朝と女の子
朝と女の子
朝、目を覚ますと枕元に女の子がちょこんと座ってこちらを覗き込んでいる。
黒髪で、おかっぱと言うよりは今時のボブヘアと言った方がしっくりくるような内巻きの髪。
朱色の着物。
くりくりっとした目に血色のいい頬。
いわゆる座敷わらしなのだろうか。
座敷わらしは憑いてる家を裕福にしてくれると聞いた事がある。
うちはそこまで貧乏ではないが、裕福とは程遠い。座敷わらしじゃないのかな。
でも貧乏神や疫病神でもなさそうだな。こんなに可愛いんだし。
「おはよう。」
寝ぼけながら言うと女の子はくすくす笑って枕元から駆けて行く。足音はしない。そのすぐ後に母親が起こしにくる。
朝ごはんを食べる時、女の子は横で食べたそうにこちらを見ている。家族が気づかない好きを見て漬物を乗せたご飯を近づけると嬉しそうに口を持って行く。

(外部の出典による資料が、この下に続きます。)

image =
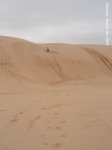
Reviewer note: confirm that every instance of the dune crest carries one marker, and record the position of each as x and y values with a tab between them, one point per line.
55	96
25	61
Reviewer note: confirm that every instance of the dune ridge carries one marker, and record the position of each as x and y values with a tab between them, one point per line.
56	99
24	60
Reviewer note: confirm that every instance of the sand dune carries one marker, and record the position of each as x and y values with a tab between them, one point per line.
59	99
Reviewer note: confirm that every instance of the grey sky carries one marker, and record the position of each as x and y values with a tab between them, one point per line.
42	21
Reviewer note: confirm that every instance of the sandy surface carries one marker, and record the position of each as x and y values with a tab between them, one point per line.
61	99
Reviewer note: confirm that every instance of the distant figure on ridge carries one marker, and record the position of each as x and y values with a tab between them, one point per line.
47	50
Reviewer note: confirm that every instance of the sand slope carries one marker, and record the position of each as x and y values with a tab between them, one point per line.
59	99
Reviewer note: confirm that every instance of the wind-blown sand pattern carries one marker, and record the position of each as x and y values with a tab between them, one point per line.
61	99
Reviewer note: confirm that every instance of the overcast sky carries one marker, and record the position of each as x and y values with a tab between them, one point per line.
57	21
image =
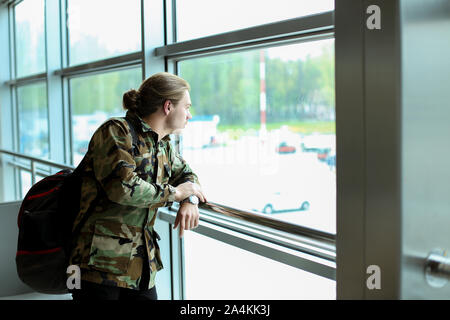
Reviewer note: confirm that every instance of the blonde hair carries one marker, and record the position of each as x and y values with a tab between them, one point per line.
153	92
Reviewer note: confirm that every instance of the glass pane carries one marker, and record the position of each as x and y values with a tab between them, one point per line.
200	18
262	136
94	99
254	277
100	29
29	37
33	120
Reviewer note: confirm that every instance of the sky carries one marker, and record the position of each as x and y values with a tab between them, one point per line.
117	26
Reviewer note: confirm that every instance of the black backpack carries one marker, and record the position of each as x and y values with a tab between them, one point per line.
45	223
46	228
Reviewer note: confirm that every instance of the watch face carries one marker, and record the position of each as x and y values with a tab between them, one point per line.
193	199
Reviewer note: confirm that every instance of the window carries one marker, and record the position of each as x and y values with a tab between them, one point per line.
100	29
262	136
29	37
94	99
200	18
33	120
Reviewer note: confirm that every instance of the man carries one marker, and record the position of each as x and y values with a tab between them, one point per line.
125	183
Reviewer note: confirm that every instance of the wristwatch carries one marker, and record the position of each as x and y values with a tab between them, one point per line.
191	199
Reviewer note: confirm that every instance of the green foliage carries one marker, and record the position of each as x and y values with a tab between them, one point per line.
102	92
229	85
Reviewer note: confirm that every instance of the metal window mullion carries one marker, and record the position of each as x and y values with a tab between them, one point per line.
123	61
54	89
292	28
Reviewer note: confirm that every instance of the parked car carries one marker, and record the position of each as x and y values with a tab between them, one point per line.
283	147
281	202
318	142
322	154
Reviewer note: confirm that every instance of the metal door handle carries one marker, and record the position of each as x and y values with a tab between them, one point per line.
437	268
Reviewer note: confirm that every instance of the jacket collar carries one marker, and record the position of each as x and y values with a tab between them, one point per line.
142	125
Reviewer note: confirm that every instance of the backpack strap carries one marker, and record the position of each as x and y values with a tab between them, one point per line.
134	136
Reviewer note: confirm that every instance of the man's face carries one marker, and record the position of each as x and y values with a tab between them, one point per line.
180	114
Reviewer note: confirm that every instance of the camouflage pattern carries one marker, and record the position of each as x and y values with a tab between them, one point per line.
132	184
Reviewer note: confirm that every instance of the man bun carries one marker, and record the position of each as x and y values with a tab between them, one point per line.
131	100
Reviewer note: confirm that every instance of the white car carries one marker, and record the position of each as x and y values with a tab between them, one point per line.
281	202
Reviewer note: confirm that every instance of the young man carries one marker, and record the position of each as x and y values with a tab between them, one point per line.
125	184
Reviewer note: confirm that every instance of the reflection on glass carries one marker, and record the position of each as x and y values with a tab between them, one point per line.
200	18
253	277
33	120
262	135
100	29
94	99
29	37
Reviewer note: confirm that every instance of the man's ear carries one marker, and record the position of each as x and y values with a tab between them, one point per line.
167	107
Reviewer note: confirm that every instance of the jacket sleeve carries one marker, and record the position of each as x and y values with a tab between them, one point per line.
113	165
181	171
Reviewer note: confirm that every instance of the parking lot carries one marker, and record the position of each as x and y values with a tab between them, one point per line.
249	175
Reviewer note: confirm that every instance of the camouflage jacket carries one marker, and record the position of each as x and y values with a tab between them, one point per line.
125	187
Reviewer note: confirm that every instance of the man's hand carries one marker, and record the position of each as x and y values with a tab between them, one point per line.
187	189
187	217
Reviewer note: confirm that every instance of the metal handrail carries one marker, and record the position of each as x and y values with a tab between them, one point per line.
240	214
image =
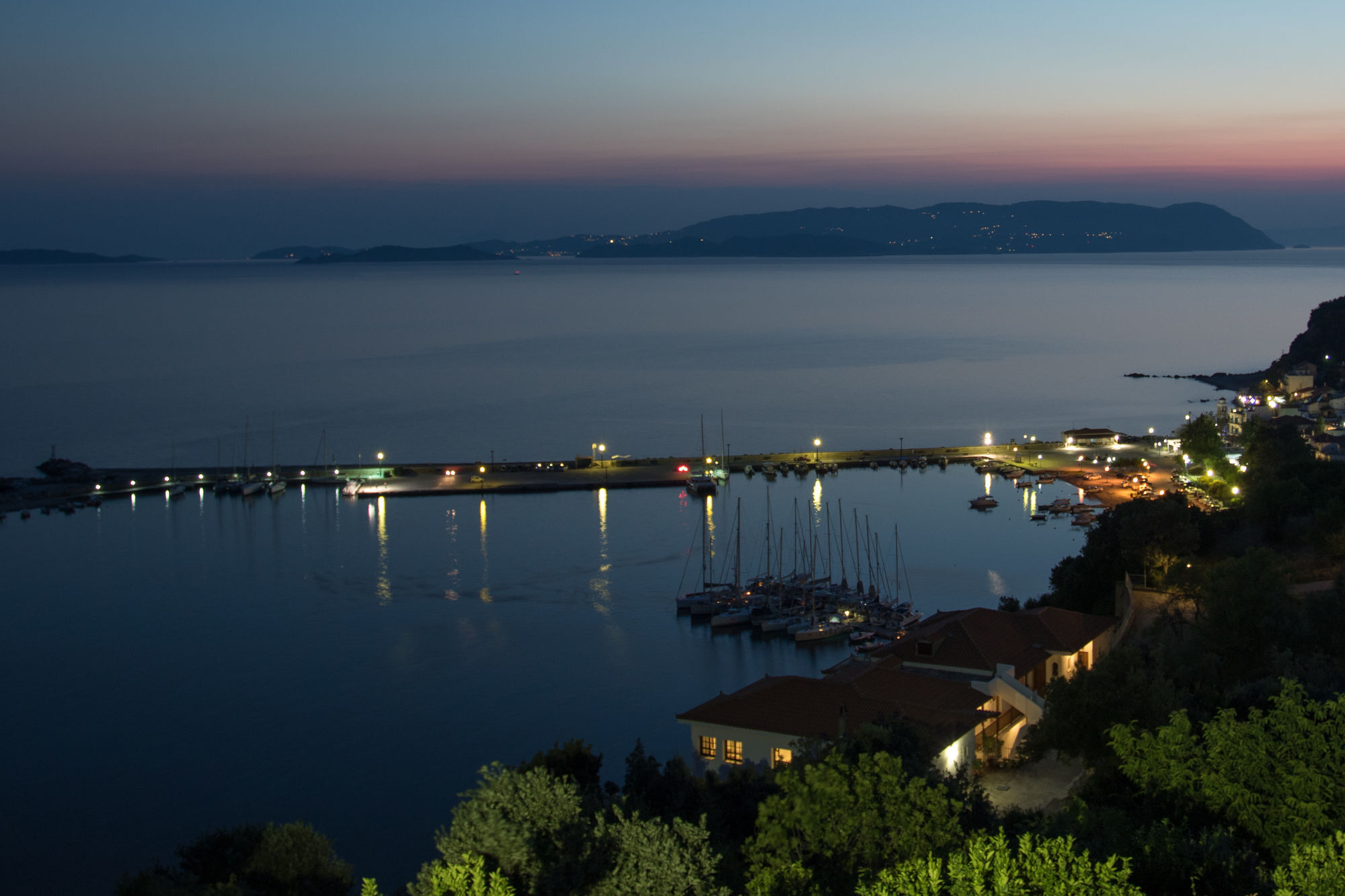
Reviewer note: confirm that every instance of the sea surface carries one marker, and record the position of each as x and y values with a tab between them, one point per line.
177	665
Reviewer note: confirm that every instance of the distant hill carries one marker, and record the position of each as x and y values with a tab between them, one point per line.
953	229
1311	236
63	257
302	252
404	253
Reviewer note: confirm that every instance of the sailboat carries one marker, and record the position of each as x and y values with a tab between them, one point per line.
251	486
278	482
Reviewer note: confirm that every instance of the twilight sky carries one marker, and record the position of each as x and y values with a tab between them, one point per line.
194	130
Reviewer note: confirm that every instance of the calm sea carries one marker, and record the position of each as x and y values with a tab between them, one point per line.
178	665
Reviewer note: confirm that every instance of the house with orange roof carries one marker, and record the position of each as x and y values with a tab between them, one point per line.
972	677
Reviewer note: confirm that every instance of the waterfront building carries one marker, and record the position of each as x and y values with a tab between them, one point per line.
1301	377
974	678
1090	438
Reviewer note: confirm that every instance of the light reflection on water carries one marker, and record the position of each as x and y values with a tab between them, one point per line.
143	662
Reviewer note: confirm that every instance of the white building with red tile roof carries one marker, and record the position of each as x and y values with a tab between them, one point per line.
972	677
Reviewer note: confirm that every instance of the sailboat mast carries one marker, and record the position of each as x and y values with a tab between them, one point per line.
738	549
829	540
841	521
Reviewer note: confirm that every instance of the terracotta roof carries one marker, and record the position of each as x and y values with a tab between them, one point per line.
812	706
978	639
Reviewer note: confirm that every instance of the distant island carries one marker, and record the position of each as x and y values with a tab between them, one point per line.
63	257
948	229
301	252
403	253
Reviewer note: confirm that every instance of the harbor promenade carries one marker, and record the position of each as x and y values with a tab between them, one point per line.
582	474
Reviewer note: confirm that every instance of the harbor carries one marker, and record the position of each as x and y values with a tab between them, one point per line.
592	473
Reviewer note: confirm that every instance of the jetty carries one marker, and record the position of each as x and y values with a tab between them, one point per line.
583	474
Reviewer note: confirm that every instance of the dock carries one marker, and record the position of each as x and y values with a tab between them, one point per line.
579	474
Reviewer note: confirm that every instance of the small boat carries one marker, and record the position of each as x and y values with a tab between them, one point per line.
738	616
821	631
704	485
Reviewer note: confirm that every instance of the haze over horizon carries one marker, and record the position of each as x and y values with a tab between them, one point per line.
200	134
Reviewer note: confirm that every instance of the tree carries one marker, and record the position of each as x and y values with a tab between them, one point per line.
1276	774
649	857
836	821
991	866
467	877
1122	688
1200	440
249	860
525	823
1313	869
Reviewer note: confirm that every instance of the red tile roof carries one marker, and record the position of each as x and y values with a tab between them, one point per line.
812	706
978	639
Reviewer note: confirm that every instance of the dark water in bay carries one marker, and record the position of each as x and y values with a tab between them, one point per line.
174	666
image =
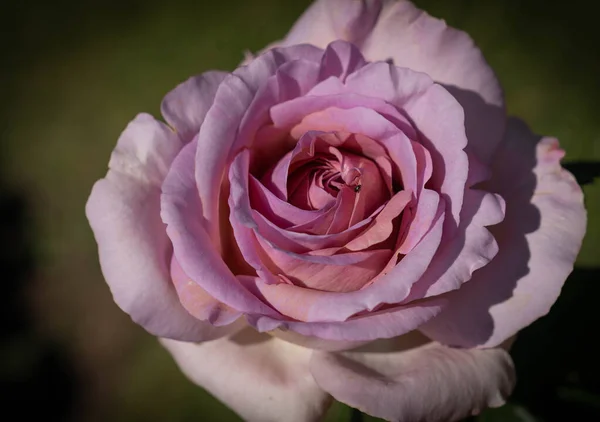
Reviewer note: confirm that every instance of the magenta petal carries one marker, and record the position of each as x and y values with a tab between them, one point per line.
185	107
124	212
538	242
263	379
343	272
181	211
279	212
428	383
371	124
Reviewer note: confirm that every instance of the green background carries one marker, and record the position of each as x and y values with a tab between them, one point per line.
74	73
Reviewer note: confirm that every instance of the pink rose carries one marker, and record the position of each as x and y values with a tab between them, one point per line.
357	182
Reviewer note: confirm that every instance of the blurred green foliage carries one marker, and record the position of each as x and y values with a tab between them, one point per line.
73	75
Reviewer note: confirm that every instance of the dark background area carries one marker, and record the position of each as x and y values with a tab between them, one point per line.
73	73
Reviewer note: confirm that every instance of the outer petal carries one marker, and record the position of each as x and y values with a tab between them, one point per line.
413	39
431	383
185	107
259	376
124	212
538	240
329	20
181	211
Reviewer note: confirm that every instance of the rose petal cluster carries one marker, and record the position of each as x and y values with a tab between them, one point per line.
355	182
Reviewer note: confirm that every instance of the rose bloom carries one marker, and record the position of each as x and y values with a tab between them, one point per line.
349	214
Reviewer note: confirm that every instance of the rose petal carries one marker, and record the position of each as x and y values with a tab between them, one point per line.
222	123
369	123
319	308
124	213
340	60
260	377
199	303
538	240
185	107
329	20
181	211
414	39
427	383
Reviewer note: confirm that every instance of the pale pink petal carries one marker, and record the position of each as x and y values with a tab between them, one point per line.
316	343
219	131
322	307
277	211
340	60
181	211
262	378
387	323
329	20
430	383
199	303
474	247
342	272
413	39
538	241
185	107
124	213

すう、と女の子が深呼吸みたいに息を吸うと満足そうに姿を消した。
お茶碗に盛られたご飯に変化はない。炊きたての湯気もそのままだ。
ただ、味がいまいち物足りなくなる。
学校へ行く準備をしている間、女の子の姿は見えない。だが、家を出る時だけは必ず玄関に立って見送ってくれる。笑顔で、控えめに手を振りながら。
だから私は同じ言葉を2回言って家を出る。
1回目はリビングで、2回目は玄関で。
「行って来ます。」
見送ってくれる母親とその横で手を振る女の子に背を向け、家を出た。